Media Luna is effectively a state park and the first place we’ve come across in Mexico where camping is an offering. Seeing as a good part of Mexico still lives in small huts with earthen floors camping is an activity confined primarily to well-to-do city kids and is not widely available. For our part, with a couple weeks blown budget behind us at about $5.50 US a night it was too good to pass up. There is also an entry fee of 60 Pesos (30 per person), about $5.00 US. They rent small cabins and offer scuba diving as well. A full scuba setup will run you 300 pesos and we didn’t bother to check on the price of the cabins. Once you’re inside you can get anything you need onsite from the handful of food stands and stores. Supper for the two of us costs a little under $10 and I think we spent about $60 all said and done for three days and two nights at the lagoon. Cheers to that.

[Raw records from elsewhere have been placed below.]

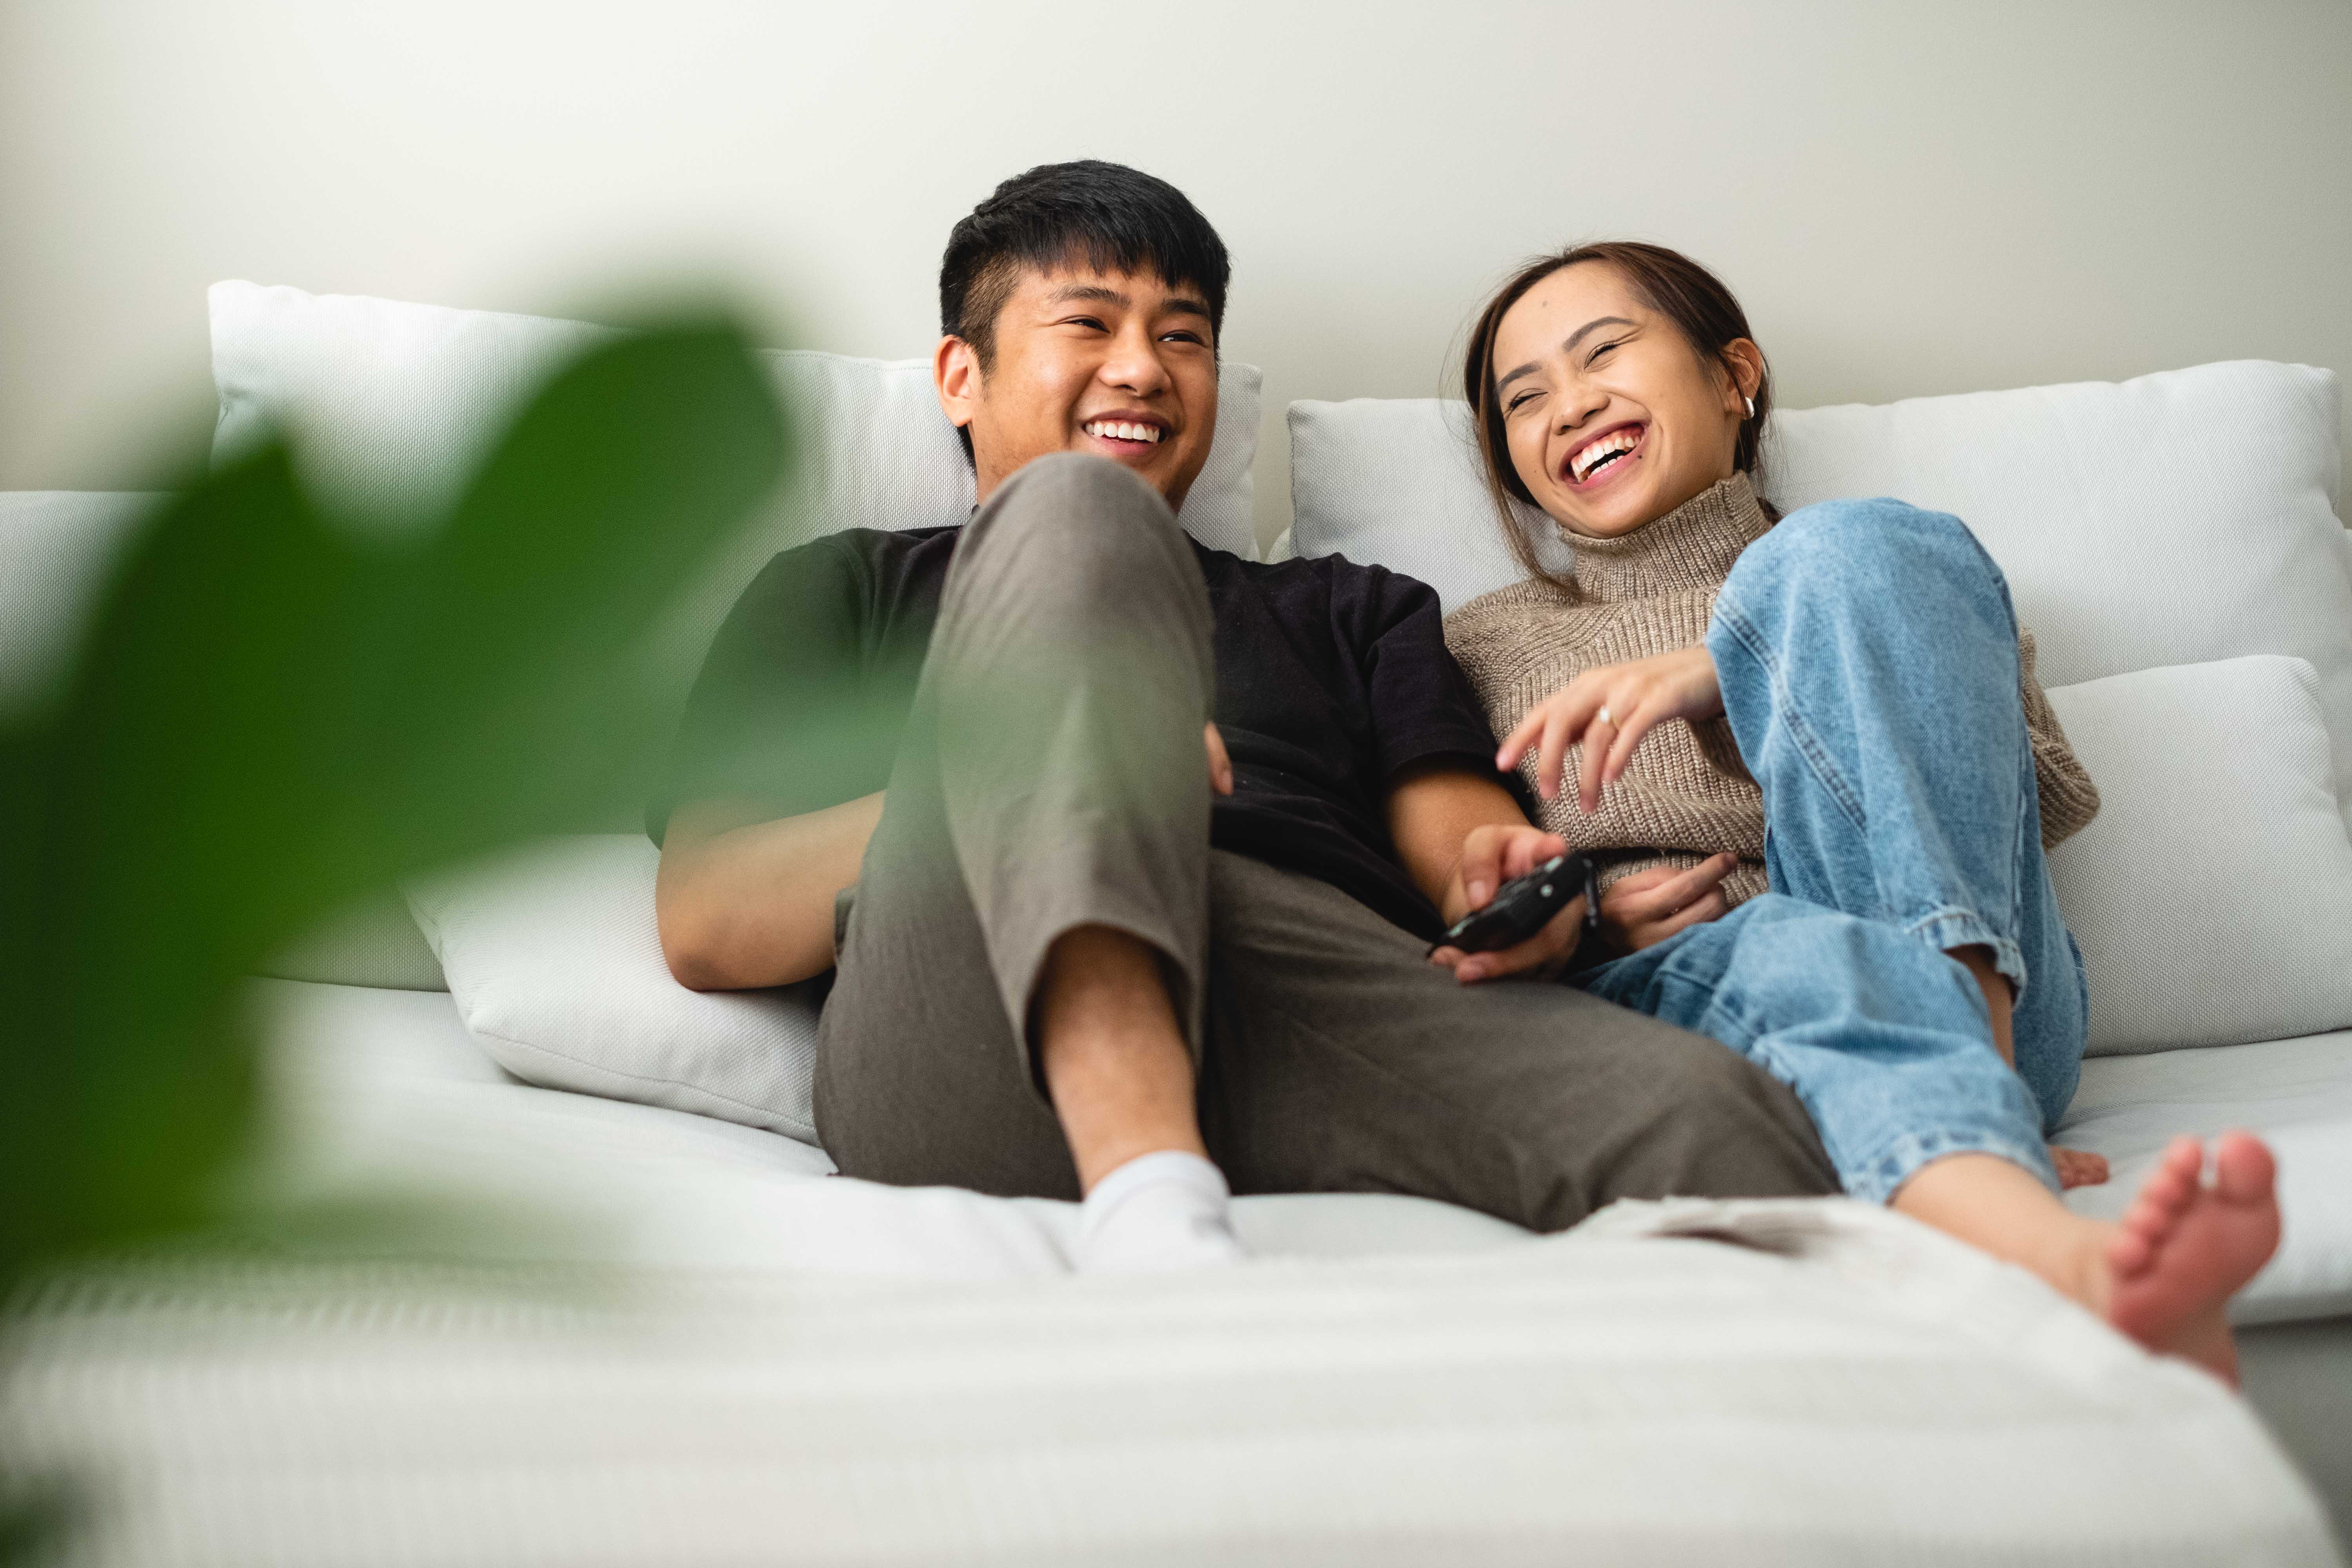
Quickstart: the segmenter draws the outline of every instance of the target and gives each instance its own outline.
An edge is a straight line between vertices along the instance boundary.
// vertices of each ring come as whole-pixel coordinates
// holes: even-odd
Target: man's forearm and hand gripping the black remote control
[[[1501,783],[1449,762],[1409,769],[1390,785],[1388,837],[1414,886],[1449,926],[1484,907],[1512,877],[1569,849],[1559,835],[1531,825]],[[1432,961],[1461,980],[1557,969],[1576,952],[1583,919],[1585,900],[1571,898],[1517,947],[1475,954],[1439,947]]]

The one thing I would warn you about is the bathroom. It’s 2 pesos to use the bathrooms in most of Mexico and the same is true at Media Luna. There is an attendant that collects your two pesos and gives you a swatch of toilet paper at the door. The problem is that when the attendant retires at around 8:00 pm there is isn’t a scrap of toilet paper to be found. This isn’t the greatest news for two travelers still suffering from Montezuma’s revenge. Then, there was a toilet paper heist. I love a good heist as much as the next guy. Peeking through the high windows Keli spies behind a locked door the toilet paper stash. With the assistance of a hook “borrowed” from a broom “closet” Keli climbs onto my shoulders and proceeds to snag a four pack with the hook and pull it back through the window. Problem solved. Surprisingly enough, the next night the attendants were there all evening and security seemed to be stepped up a bit.
We spent the rest of our time swimming slowly from lagoon to lagoon through the channels trying to catch fish with our hands, chasing ducks and taking siestas. You can’t beat three days frolicking in a lagoon. I woke up this morning to Keli outside of the tent saying: “beggar ducks are bad ducks.” Of course, while feeding them crackers. Either way, I’ll show those ducks!